While each advance in modern molecular biology has shaken the phylogenetic tree of Bilateria, advances in molecular biology techniques led to further data supporting the Articulata hypothesis but also led to the development of conflicting theories. Advances in confocal microscopy technology led to the discovery of embryonic cleavage patterns, which differs between the annelids and arthropods. Annelids show spiral cleavage, meaning that each embryonic cleavage occurs at progressive 90-degree angles with respect to the animal–vegetal axis. Arthropods, on the other hand, display a heterogeneous mix of embryonic cleavage patterns including spiral-like cleavage and radial cleavage patterns. This led researchers to two theories: The first was that the arthropods lineage must have lost the ability to spiral cleave since differentiating from the last common ancestor between annelids and arthropods. The second is that this showed similarities between annelids and mollusks who also spirally cleaves but lacks that the segmented body plan. This was not the only interpretation of this data but other hypotheses were seen to have less data or merit. Other studies such as those looking a neural patterns within the Articulata clade showed mixed patterns and thus mixed results.

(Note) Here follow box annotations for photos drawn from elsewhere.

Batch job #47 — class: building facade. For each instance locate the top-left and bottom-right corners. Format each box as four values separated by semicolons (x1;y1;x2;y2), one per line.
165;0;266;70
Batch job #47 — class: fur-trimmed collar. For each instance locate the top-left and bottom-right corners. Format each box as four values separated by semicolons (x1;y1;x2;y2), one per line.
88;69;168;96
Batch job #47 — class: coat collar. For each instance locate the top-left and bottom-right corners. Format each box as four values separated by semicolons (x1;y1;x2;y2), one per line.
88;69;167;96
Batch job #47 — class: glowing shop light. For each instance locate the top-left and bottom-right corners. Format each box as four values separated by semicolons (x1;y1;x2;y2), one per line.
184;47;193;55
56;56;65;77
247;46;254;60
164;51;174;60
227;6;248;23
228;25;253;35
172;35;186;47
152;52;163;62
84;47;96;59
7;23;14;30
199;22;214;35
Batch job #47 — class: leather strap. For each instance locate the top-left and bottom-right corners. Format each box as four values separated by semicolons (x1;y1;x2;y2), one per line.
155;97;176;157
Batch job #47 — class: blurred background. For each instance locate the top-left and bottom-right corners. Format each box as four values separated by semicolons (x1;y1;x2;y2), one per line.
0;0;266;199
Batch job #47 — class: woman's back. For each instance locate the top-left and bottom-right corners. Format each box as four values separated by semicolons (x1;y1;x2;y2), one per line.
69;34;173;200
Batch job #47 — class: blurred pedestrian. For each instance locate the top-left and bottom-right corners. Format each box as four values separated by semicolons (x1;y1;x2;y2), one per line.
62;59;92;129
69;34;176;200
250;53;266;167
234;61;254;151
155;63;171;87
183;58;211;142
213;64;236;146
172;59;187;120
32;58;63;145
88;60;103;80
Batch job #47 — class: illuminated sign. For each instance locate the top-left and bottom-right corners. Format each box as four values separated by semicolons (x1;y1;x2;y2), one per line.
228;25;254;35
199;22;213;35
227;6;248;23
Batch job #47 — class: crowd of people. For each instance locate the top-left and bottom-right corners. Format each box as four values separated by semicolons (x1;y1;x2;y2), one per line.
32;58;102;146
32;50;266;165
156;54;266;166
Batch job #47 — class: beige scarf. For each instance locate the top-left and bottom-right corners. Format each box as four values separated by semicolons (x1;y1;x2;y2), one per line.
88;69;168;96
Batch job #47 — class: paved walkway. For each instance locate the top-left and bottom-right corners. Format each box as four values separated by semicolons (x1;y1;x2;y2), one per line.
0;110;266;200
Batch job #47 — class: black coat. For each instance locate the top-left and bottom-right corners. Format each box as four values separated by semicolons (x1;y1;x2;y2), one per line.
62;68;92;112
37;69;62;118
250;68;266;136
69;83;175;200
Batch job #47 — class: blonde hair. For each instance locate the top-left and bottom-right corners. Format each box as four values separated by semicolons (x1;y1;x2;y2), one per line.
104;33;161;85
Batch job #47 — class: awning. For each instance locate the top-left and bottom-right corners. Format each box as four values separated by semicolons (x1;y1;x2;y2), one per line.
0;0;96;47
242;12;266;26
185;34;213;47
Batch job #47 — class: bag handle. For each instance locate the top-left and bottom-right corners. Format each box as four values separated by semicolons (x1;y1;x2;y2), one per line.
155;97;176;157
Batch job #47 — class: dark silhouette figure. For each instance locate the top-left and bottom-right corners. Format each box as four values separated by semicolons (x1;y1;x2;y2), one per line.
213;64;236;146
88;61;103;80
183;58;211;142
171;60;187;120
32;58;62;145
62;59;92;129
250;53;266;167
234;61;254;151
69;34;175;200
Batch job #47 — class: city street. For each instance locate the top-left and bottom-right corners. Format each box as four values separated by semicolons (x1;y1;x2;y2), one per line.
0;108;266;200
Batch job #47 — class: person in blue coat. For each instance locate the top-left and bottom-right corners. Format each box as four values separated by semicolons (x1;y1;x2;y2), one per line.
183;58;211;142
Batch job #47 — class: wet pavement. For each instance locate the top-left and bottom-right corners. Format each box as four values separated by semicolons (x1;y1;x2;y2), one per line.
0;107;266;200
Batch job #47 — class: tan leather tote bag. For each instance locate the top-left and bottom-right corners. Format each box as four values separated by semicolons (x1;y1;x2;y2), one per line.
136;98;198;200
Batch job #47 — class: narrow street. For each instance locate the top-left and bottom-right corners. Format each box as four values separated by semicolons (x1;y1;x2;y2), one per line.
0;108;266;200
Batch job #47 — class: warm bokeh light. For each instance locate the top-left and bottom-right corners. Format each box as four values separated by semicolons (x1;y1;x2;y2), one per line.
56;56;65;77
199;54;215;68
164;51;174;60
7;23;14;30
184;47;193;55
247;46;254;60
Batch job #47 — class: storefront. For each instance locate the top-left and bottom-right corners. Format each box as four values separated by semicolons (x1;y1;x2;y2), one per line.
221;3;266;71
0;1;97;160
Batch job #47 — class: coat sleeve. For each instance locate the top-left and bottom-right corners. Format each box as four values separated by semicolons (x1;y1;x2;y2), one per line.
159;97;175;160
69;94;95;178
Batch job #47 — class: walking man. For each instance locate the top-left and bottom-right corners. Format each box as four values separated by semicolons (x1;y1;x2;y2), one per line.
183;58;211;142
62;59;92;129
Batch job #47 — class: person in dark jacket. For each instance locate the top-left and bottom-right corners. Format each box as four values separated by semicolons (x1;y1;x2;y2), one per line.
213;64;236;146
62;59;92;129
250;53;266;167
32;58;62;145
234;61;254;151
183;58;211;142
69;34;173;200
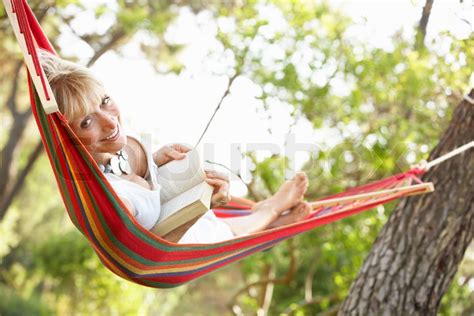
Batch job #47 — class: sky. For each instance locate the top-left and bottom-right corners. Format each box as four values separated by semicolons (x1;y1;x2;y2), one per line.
57;0;474;195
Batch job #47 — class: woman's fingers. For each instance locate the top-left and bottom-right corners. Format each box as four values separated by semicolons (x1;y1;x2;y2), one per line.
165;147;186;162
170;144;191;153
205;170;229;182
206;178;230;207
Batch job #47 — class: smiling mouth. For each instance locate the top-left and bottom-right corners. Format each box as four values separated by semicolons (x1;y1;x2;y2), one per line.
103;125;119;141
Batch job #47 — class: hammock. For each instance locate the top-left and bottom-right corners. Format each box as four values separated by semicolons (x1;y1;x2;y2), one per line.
3;0;433;288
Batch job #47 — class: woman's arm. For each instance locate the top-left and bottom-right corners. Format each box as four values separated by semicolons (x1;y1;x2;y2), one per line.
153;144;191;167
206;170;230;208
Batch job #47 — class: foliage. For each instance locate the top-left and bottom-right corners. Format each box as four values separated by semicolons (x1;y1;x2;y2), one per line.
0;286;51;316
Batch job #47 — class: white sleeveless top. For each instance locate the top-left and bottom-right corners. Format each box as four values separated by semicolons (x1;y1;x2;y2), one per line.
105;136;235;244
105;136;161;229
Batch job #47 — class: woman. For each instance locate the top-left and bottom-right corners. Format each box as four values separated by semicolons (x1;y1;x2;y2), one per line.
40;51;310;243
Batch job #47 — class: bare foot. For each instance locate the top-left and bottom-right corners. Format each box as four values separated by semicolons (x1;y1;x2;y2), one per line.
254;172;308;215
268;202;311;228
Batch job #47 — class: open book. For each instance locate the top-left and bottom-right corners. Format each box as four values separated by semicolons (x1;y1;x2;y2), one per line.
151;149;213;236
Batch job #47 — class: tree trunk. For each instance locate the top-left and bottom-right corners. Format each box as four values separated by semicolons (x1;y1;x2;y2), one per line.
339;90;474;315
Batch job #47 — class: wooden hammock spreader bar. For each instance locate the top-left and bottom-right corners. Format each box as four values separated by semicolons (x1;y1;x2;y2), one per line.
3;0;59;114
310;182;434;210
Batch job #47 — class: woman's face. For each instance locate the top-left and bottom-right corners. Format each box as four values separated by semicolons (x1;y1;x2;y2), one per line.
70;94;127;159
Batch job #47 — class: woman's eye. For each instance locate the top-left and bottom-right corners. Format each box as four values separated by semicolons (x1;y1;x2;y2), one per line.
81;118;91;128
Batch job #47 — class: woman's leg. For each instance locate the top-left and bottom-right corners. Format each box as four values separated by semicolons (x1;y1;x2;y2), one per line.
221;173;308;236
267;202;311;229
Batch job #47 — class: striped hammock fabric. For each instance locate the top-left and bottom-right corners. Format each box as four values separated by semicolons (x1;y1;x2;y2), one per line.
3;0;432;288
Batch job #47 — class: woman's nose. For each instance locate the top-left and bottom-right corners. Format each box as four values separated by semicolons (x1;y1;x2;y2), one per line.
101;113;117;129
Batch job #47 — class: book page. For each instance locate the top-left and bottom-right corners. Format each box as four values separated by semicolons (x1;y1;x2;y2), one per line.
158;149;205;204
158;182;212;223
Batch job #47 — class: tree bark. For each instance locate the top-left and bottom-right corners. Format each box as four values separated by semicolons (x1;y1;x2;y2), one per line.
339;90;474;315
416;0;434;49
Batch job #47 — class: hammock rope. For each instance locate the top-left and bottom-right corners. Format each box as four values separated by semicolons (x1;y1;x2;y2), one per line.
416;141;474;172
3;0;470;288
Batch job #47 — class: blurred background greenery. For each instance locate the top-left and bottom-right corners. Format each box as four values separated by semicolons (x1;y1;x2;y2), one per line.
0;0;474;315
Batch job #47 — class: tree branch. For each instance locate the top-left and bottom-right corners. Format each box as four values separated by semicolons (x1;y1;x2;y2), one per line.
416;0;434;49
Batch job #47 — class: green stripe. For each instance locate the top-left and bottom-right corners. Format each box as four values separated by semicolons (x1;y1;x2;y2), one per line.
33;87;80;228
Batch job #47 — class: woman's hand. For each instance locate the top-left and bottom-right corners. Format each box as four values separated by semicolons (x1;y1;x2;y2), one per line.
206;170;230;208
153;144;191;167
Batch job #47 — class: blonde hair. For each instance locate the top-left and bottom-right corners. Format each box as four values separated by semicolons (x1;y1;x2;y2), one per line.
38;50;105;120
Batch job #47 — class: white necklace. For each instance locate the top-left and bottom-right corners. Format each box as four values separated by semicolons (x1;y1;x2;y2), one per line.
99;150;132;176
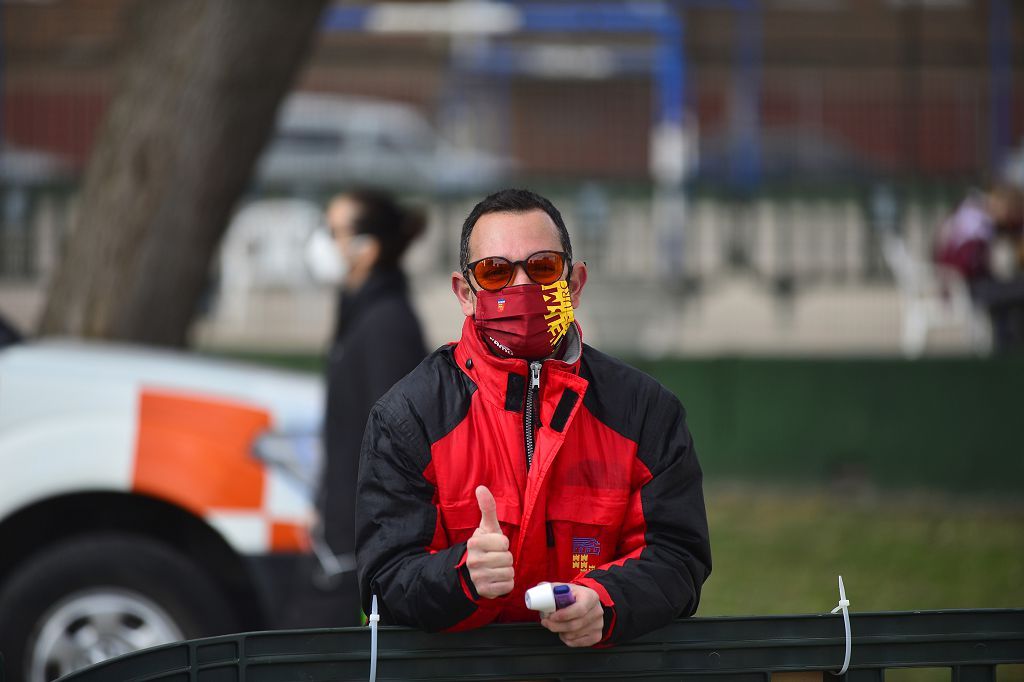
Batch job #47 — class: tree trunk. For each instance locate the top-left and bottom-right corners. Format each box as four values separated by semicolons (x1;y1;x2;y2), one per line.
40;0;325;346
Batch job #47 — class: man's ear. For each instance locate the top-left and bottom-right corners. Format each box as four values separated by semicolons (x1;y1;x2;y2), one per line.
452;272;476;317
569;260;587;308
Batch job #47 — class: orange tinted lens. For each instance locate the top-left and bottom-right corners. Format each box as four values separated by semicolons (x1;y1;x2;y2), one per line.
473;258;512;290
526;251;563;284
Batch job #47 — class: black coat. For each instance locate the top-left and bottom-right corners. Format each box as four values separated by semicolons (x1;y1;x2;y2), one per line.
319;268;427;554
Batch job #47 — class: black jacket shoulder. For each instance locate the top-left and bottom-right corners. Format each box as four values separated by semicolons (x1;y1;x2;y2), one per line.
374;345;476;445
580;344;686;442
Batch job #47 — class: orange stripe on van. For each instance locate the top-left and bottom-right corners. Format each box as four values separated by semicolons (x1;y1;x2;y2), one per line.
133;390;270;514
270;521;310;552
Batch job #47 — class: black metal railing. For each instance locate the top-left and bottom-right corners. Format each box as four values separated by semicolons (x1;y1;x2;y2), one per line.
62;609;1024;682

===DNA sequencing and genomics===
The advancements in DNA sequencing techniques and the development of phylogenetic analysis algorithms led to the splitting of the Articulata clade. Original phylogenetic studies on the sequences of 18S and 28S ribosomal DNA sequence led to the suggestions that the annelids and arthropods had evolutionarily diverged much earlier than was previously thought but such limited genetic studies led to limited and often mixed results. As more genes were added to the studies, it became apparent that arthropods were genetically closer to nematodes and other molting organisms whereas the annelids were closer evolutionary to mollusks. This Ecdysozoa hypothesis is generally accepted today as the best supported evolutionary hypothesis for annelids and arthropods. However, a 2025 paper still suggests Articulata is monophyletic, alongside Atelocerata, despite the vast majority of papers favouring Mandibulata and Ecdysozoa instead. While Ecdysozoa is recovered within the paper, cycloneuralians are instead found to be simplified lobopodians. Alongside this, Articulata is hypothesised to have descended from spintherid-like crawling annelids.